Barolo, Barbaresco, Super Tuscans, Amarone, to name the most famous “brands”, the whites from Friuli, Taurasi, the fine sparklers from Franciacorta and Trento, Prosecco, to list another few: even though the grapes they are made of may have roots in ancient times, the form we drink them today was shaped in the second half of the XIX century or later. Chianti may fare back to the XVII or XVIII century, when Cosimo III de’ Medici delimited its production area in 1716, but its composition is unknown and was probably different from today.

Italians don’t need to look back to 2000 years ago to find glory for their wines, they don’t need to recall legends or myths from the classical age.
As Redding states:

The Falernian of Horace and the Shiraz of Hafiz are, it is too truly to be apprehended, both exaggerations (sic), if they could be placed in comparison with the delicate flavour of modern French growths of prime character; besides, who constituted them connoisseurs in wine for any but their own palates?

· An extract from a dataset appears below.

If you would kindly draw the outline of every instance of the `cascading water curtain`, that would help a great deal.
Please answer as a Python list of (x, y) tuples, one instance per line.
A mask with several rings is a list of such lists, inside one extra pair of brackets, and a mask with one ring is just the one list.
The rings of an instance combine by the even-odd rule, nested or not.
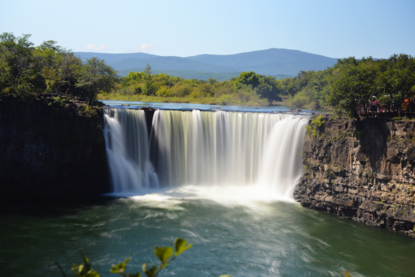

Both wines would no doubt intoxicate and both wines were delicious to the taste of the poets and their friends; but in times when plain truth is most valuable, the probability, however much it may injure early and agreeable associations, is always to be strictly preferred. Writers who follow their predilections are apt, with little regard for other considerations, to imagine modern things deteriorated from those existing in past time. Thus some assert that the wine of the ancients was best, though they are incapable of deciding the question one way or the other. No one is justified in accrediting a fact that rests upon varying and worthless conjecture.

But Italians could at least thank their fathers, grandfathers and great-grandfathers, who experimented, corrected and improved the poor winemaking and grape growing methods of their ancestors. Of course, to do this they had to learn from who, at the time, knew better than them, that is the French, towards which they have a big debt.

In this troubled times for Italy, in the economic and political uncertainty, the quality of italian wine is one of the few bright lights and one of the greatest hopes for the future. As an italian I want to hope – and I want to drink -.